This is an interesting practice not only because it is a very common traditional practice of Buddhism, the recollection or visualization of the Buddha, but also for what it tells us about our conditioning, cultural or otherwise.
Odds are, you’re not visualizing Keanu Reeves, from his role as the Buddha in “Little Buddha.” But perhaps something close? With the tree, yellow robe, and black, curled hair (flower petals optional).
Or perhaps something a bit more ‘Vajrayana’? Perhaps a blue-skinned Medicine Buddha, sitting upon a lotus throne with red, yellow, and green aureolas. (painting courtesy my friends at Osel Shen Phen Ling, Missoula MT.)
My own little office shrine, with an Indian-carved wooden Buddha in meditation posture and a Tibetan thanka with Buddha in earth-touching posture.
Or another computer-generated or enhanced, but slightly more traditional version… The above is from my time in Yangon (Rangoon), Myanmar (Burma). I call it my “Jesus-Buddha-Bieber” photo. Other possibilities abound.
There’s the still quite traditional SE Asian form of Buddha found at Borobudur, Indonesia.
And the ever-cute but not correct “Buddha” from Chinese folk mythology, better known as Hotei or Butai. This guy didn’t become a or the Buddha as far as I know until some unknowing Westerners started seeing him in Chinese food restaurants (I worked in one such restaurant in high school, and still remember the “Buddha fountain” in the entrance).

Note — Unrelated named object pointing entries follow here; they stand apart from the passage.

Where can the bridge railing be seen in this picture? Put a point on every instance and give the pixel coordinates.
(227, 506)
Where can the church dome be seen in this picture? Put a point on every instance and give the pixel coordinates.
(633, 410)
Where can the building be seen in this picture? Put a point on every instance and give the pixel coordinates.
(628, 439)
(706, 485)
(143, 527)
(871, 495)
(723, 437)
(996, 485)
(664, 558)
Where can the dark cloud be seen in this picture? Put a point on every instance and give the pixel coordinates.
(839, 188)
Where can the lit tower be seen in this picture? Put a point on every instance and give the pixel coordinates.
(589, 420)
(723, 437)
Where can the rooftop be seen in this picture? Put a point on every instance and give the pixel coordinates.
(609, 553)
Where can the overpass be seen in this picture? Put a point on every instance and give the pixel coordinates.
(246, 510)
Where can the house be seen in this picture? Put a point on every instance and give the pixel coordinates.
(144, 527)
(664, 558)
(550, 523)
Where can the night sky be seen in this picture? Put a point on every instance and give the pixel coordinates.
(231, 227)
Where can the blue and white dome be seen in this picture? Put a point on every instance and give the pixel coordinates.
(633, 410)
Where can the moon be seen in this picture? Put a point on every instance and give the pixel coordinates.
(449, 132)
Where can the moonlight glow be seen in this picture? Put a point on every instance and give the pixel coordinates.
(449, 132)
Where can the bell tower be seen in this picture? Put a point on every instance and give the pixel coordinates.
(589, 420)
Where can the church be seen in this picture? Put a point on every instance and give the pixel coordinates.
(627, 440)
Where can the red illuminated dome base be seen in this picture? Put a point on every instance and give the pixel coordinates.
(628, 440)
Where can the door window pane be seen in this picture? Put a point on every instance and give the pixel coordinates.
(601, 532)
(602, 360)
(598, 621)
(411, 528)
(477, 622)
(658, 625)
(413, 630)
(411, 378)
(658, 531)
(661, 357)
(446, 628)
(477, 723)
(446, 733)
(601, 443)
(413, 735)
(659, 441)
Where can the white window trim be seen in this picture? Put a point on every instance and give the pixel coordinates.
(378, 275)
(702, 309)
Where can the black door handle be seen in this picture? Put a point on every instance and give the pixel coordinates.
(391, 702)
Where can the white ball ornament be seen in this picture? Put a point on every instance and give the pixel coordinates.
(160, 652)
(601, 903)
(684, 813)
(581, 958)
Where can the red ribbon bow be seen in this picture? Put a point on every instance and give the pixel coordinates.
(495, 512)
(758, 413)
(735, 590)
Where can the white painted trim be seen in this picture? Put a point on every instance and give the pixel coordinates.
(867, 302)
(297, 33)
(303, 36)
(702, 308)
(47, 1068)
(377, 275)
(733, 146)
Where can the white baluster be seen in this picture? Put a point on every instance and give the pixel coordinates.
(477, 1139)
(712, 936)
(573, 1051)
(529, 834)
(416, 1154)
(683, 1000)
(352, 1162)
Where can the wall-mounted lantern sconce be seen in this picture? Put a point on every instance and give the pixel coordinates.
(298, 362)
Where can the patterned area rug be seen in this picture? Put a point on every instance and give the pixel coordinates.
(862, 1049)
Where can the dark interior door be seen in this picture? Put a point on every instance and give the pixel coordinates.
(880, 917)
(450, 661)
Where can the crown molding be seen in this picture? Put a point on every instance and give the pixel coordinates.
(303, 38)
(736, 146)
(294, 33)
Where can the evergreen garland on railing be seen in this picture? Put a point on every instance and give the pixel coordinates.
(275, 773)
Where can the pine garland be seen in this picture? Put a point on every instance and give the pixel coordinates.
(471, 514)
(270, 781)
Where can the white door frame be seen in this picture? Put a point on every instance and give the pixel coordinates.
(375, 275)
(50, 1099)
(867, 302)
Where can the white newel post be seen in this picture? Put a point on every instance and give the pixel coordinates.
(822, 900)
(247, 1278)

And then there’s the also incorrect and surely-offensive-to-someone golden Hotei costume… I’m reminded of a post from a bit over a year ago by John over at Zendirtzendust, where he posted a picture of Gollum (From Lord of the Rings) and suggested that the famous “32 Marks” of the Buddha would have left him looking a bit gollumish if he in fact had them. The title, “Buddha, Sex Symbol for the Ages” was a bit irreverent (as was the post) and the discussion quickly went to the appropriateness (or lack thereof) of certain levels or kinds of humor. Nathan, over at Dangerous Harvests, picks up on that whole conversation.
Mazard makes some headway into exploring how and why later sūtras (mainly from the Mahāyāna) and statues, which began in Gandhara, depict the Buddha with hair. And while I don’t agree with all of his conclusions -see the comments in the article- I appreciate the piece for opening new and perhaps more historically correct windows into our imaginations about the historical Buddha. Some suttas even depict the Buddha as being “black” – a culturally loaded term, then as now – usually referring to someone of lower caste and/or with heritage coming from southern India where people were, and are, mostly much darker in skin tone than in the north.
We might then even wonder if we should imagine the Buddha as both bald and black. The great DVD series, Story of India, begins with the story of early human inhabitants in India coming right across the Arabian peninsula and into western and south-western India. And, if I remember correctly, these people remained largely isolated over thousands of years while humanity spread out across the globe, slowly changing their morphology (appearance) as they did so – those going further north generally becoming paler. Then, as we learn in an India or Buddhism 101 course, a warrior/herder/horse-riding people calling themselves the Aryans (“Nobles”) moved down from somewhere in the Caucases and into north India.
In Buddhism 201 we could talk about Indo-European languages, noting that the same people who went into India also spread out throughout Europe, as far flung as Ireland. The name “Ireland” itself derives from the word “Aryan.” So does the name of another country. Any guesses which one? In any case, these people, along with laying the foundations of a broad variety of languages, were paler than either the people of Africa or those in southern India. Perhaps due to the dynamics of power as the Aryans made their way into India, or due to disease (a thesis powerfully defended by William McNeill in Plagues and Peoples), darker skin came to be seen as inferior or unclean there.
So here the use of the term “black” (kaṇhā), may fall into the category of a general insult, rather than a literal description. On the other hand, the Buddha may well have been much darker skinned than we are accustomed to seeing him depicted as. Shock. If he were, it might also make sense for later Buddhists to overlook this detail, depicting him in the most ideal form conceivable. We already know for instance that the name “Siddhārtha,” meaning one who’s goal is accomplished, was not ‘given’ to him in the earliest strata of textual evidence, but only appears later. Likewise, the story of his father as a powerful king has been shown to be greatly exaggerated, if holding any truth at all. So perhaps the myth of a fair and ‘golden skinned’ Buddha is just that, a myth.
As a scholar, I would appreciate more attention to this issue. And I’m sure those with anti/post-colonialist tendencies can find further directions to take this. As for practitioners – it seems that Buddhism, both in many doctrines and art, has taken on many different shapes as it has progressed through time and geography. So perhaps whatever way you imagine your Buddha is just fine as it is.